As the following story illustrates, this is not the case with US policy in Haiti.

 
US Efforts to Block Haiti-Venezuela Oil Deal

From 2006-2008, the US cajoled and bullied the government of Haiti to prevent it from signing a breakthrough oil deal with Venezuela. Under the terms of the deal, Haiti would join Venezuela’s oil alliance, PetroCaribe, and buy oil from their neighbor at low prices with a measly 1% interest rate. These favorable terms were further sweetened by the offer of an aid package that included building several power plants and giving Haiti 2 million high-efficiency light bulbs that would save money and 60 MW of electricity every year.

The ideologically driven, inhumane US response to this deal is detailed in the Nation article entitled The PetroCaribe Files. Led by a recent Bush appointee, Ambassador Janet Sanderson, the US Embassy in Haiti spearheaded an effort to make sure the deal failed – despite internally acknowledging the benefits to the people of Haiti.

In a series of frustrated cables, she stated: Préval faces “increasing pressure to produce immediate and tangible changes in Haiti’s desperate situation,” but despite the fact Haiti “would save USD $100 million per year” under the deal, Préval “is aware that a deal with Chavez would cause problems with us.” Over several meetings with Préval and other Haitian government officials, Sanderson reports that she stressed the consequences of “the larger negative message [the deal] would send to the international community.”

Later cables make explicit why the US opposed a deal that would so obviously benefit the Haitian people.
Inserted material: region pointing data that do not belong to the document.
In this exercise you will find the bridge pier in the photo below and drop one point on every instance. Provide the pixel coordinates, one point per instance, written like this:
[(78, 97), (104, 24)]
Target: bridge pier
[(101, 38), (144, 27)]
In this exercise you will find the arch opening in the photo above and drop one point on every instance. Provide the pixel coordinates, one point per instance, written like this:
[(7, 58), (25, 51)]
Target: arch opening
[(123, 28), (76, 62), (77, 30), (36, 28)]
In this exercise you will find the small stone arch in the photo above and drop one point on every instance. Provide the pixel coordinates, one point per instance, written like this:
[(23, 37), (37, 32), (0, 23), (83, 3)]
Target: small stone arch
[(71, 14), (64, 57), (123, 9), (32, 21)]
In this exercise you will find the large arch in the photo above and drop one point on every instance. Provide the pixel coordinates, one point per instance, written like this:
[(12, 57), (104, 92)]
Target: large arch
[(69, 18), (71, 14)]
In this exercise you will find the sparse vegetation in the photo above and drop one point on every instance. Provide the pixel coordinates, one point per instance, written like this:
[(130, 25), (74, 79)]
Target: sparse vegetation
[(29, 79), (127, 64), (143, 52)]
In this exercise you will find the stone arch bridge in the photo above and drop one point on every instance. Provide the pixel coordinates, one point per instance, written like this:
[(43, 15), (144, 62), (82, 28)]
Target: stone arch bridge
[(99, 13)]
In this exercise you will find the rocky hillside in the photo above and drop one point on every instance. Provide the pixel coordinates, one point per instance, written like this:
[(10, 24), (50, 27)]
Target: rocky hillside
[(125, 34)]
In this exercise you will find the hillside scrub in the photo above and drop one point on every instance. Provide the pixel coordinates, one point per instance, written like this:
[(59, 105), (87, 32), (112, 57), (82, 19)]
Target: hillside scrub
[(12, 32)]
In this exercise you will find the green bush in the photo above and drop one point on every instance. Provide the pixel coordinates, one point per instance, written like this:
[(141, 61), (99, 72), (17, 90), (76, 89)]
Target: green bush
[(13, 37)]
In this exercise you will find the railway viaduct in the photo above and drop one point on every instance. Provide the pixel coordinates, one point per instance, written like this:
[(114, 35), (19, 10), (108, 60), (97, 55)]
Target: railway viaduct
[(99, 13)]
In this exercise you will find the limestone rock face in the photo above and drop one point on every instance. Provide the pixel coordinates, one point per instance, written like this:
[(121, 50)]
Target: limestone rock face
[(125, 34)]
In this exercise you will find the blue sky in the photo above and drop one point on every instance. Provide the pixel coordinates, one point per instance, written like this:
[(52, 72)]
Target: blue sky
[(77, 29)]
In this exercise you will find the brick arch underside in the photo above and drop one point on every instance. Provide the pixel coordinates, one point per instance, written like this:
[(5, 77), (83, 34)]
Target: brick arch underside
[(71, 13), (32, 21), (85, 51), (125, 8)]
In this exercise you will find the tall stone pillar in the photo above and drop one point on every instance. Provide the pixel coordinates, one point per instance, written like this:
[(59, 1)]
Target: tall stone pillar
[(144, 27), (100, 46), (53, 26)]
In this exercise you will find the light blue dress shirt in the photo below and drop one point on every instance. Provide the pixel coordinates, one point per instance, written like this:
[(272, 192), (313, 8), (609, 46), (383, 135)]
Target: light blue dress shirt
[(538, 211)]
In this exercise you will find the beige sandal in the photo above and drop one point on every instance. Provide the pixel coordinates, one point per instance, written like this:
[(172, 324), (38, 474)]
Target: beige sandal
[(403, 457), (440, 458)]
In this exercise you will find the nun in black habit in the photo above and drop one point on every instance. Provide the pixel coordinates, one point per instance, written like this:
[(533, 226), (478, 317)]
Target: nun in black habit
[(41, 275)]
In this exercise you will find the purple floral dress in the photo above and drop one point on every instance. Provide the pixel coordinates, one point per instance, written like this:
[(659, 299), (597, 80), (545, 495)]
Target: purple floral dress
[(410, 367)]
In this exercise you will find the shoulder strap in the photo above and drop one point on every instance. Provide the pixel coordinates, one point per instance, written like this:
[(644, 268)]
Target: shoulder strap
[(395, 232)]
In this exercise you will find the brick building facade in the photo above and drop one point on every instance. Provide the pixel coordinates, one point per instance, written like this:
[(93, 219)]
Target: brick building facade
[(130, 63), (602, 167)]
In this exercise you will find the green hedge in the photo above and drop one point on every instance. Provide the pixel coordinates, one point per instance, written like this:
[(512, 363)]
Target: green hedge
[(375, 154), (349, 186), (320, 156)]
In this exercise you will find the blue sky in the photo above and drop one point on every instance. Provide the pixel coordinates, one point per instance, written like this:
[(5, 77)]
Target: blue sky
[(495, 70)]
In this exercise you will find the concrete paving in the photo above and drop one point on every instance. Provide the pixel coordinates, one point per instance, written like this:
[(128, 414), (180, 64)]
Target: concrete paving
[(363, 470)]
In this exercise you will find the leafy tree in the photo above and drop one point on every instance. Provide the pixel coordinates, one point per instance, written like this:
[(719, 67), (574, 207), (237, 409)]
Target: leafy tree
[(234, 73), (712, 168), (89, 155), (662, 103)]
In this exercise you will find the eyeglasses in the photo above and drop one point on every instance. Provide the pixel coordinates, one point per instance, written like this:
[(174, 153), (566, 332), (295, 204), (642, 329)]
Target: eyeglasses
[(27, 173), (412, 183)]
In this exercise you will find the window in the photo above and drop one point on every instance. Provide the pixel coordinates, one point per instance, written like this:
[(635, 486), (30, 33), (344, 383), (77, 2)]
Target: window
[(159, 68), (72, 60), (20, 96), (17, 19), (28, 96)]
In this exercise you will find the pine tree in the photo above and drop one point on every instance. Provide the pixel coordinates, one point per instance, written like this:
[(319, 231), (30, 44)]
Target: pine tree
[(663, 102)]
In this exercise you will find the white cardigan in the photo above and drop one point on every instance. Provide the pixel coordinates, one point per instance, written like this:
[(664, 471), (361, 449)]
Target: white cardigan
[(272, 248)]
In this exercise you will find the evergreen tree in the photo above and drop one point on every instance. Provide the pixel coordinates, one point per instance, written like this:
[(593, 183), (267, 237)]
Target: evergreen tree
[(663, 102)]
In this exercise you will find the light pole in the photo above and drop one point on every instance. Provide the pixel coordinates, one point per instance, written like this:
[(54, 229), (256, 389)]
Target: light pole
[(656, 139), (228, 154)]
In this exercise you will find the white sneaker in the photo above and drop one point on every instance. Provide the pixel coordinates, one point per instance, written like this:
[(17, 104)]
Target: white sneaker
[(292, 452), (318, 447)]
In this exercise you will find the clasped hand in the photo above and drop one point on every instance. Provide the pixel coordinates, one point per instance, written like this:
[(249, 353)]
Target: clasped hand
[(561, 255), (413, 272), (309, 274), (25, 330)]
After meeting with senior Préval adviser Fritz Longchamp, Sanderson wrote that he “betrayed a common trait among Haitian officials in misjudging the relative importance that U.S. policy makers attach to Haiti versus Venezuela.” That is, the US Embassy agreed that this would help Haitians, but prioritized scoring political points in the war of influence against Hugo Chavez over improving lives in Haiti. While the US has every right to make that choice in its own policy, these cables reveal a willingness to coerce the Haitian government into doing so as well. When Préval so much as met with Chavez, Sanderson ranted that he was “off parading with Chavez’ rogues’ gallery.”

In addition to exerting political pressure and issuing veiled threats, Ambassador Sanderson “encouraged” the four US oil companies pumping the gas in Haiti to voice their discontent over the deal to the Haitian government. When it seemed that negotiations between Préval and the US oil companies in Haiti were going to resolve quickly, the Embassy encouraged them to stonewall and drive a hard bargain. The fact that the US oil companies signed on to the deal further suggests that US pressure accounted for some of the reluctance to negotiate.

 
In Favor of a Haitian-Led Reconstruction

This story demonstrates why the US has no moral legitimacy to oversee the $10.2 billion reconstruction budget: they’re willing to sacrifice improving Haitians’ lives for the sake of political grandstanding and the profit of US firms. Moreover, it should make clear what a US-led reconstruction effort, such as the Interim Haiti Relief Commission, entails: the patronizing denial of Haitian self-determination based on our political priorities.

The US’ persistent unwillingness to let Haiti determine its own future continues to be one of the largest hurdles to reconstruction efforts today. Let this story be a reminder of US priorities in Haiti, and of the need to safeguard Haitians’ rights to formulate their own solutions.